Bireylerin vergilemeye ilişkin suç sayılan davranışları ortaya koyma derecesi, vergi cezalarının etkinliğine bağlıdır. Mükellefler, denetim etkinliğine bağlı olarak ortaya çıkan yakalanma olasılığını ve cezaların etkinliğini göz önünde bulundurarak, vergiye tabi kazancının ne kadarını beyan edeceği, ne kadarını kaçıracağı konusundaki tercihini yapacaktır. Suç ve cezalar açısından etkinliği sağlanmış bir vergi sistemi içerisinde birey tüm, tercihini tüm kazancını beyan etme yönünde yapacaktır. Vergi cezalarının etkinliği aynı zamanda bireylerin vergi adaletinin sağlandığı düşüncelerinin artmasıyla vergiye gönüllü uyumları artacaktır (Aktan ve Çoban, 2006: 137-157).
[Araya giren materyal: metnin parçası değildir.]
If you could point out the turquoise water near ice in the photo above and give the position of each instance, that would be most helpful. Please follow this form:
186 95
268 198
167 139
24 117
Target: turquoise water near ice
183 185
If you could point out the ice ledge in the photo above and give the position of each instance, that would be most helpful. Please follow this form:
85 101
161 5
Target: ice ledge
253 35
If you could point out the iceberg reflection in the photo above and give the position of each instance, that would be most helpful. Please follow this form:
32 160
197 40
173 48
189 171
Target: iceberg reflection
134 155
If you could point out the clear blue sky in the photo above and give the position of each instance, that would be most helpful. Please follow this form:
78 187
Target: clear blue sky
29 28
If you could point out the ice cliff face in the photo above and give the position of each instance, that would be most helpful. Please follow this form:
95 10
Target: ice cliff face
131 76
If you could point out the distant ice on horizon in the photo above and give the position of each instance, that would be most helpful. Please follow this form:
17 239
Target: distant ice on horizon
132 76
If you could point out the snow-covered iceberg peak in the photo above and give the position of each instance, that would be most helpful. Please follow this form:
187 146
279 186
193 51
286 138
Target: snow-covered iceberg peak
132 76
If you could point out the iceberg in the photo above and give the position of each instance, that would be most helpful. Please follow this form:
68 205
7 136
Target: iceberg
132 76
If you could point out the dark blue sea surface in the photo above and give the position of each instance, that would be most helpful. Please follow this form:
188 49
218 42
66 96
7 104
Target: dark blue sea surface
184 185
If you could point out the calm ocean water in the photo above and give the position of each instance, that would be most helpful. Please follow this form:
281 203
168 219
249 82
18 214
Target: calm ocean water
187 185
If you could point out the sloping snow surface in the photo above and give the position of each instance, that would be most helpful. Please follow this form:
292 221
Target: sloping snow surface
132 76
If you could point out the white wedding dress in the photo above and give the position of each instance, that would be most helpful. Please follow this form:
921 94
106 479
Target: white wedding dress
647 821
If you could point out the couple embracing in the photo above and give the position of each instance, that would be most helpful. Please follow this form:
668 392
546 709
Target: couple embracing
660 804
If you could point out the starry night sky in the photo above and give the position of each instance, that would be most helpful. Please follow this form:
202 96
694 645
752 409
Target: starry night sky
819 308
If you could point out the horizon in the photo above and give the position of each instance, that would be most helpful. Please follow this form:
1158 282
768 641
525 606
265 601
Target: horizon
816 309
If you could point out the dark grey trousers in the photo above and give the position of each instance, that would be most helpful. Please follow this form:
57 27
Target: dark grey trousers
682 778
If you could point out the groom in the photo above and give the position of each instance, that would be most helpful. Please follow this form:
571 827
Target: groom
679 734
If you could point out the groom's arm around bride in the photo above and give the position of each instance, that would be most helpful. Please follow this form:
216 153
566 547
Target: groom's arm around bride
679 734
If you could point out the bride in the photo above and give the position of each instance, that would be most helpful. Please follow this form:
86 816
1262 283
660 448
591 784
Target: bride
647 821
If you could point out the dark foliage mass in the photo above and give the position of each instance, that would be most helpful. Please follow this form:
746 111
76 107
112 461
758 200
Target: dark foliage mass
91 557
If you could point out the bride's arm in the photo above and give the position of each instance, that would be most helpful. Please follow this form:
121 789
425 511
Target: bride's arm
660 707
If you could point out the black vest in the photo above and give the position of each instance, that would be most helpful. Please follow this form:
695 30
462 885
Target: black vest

Cezalar yalnızca mükelleflere değil, vergi sorumluları, kanuni temsilciler ve bunların suçlarına ortak olan ve yardım edenlere ayrıca vergi yasalarında bahsi geçen görevini yapmayan kamu memurlarına kesilir. Verginin beyan edilmediği durumlarda maddi cezaların yanı sıra bazen mahkemece hapis cezası da verilmektedir. Vergi sorumluları ve mükelleflerin vergiyi ödeme konusunda vergi cezalarının caydırıcı özelliği de bulunmaktadır.